Edwin Morgan wrote a Good Friday poem about a man he met on a Glasgow bus at 3pm that day. You can feel the spring sunshine through the grimy windows if you read it at the Scottish Poetry Library website. Last year, we published the Edwin Morgan Twenties to mark his centenary: twenty poems in five slim volumes introduced by Jackie Kay, Liz Lochhead, Ken McLeod, Michael Rosen, and Ali Smith. Our poem for Easter 2021 comes from Take Heart, a sonnet in which Morgan envisages Pontius Pilate returning to his birthplace, Fortingall in Highland Perthshire.

Pilate at Fortingall
Edwin Morgan
A Latin harsh with Aramaicisms
poured from his lips incessantly; it made
no sense, for surely he was mad. The glade
of birches shamed his rags, in paroxysms
he stumbled, toga’d, furred, blear, brittle, grey.
They told us he sat here beneath the yew
even in downpours; ate dog-scraps.

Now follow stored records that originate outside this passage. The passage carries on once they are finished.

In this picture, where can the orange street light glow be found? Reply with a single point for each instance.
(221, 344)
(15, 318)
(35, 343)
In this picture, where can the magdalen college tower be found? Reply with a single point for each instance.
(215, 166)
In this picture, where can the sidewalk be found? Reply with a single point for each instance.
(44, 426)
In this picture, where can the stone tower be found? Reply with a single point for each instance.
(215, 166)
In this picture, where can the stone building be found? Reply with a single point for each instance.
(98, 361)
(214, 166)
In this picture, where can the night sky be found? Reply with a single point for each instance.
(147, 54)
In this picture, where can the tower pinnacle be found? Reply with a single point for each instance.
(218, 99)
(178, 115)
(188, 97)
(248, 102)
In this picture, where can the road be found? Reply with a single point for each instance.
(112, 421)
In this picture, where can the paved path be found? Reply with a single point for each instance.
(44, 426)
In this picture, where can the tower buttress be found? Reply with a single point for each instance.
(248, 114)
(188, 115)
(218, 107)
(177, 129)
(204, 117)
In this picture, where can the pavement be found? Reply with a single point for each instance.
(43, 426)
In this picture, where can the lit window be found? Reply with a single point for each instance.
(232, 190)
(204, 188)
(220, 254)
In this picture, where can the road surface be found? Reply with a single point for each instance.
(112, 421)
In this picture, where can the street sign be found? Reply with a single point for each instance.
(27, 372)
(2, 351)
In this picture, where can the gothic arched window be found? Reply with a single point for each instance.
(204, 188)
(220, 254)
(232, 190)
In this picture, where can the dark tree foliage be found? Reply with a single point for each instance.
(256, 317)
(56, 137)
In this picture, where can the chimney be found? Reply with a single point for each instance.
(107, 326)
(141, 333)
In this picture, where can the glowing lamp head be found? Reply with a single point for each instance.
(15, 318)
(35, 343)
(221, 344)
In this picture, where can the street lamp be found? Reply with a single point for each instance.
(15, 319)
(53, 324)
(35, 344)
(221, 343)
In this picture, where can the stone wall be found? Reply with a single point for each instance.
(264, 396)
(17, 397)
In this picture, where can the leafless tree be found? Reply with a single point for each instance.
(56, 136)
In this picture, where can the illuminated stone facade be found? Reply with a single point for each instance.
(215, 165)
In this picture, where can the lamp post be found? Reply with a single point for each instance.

Crows flew
from prehistoric stone to stone all day.
‘See him now.’ He crawled to the cattle-trough
at dusk, jumbled the water till it sloshed
and spilled into the hoof-mush in blue strands,
slapped with useless despair each sodden cuff,
and washed his hands, and watched his hands, and washed
his hands, and watched his hands, and washed his hands.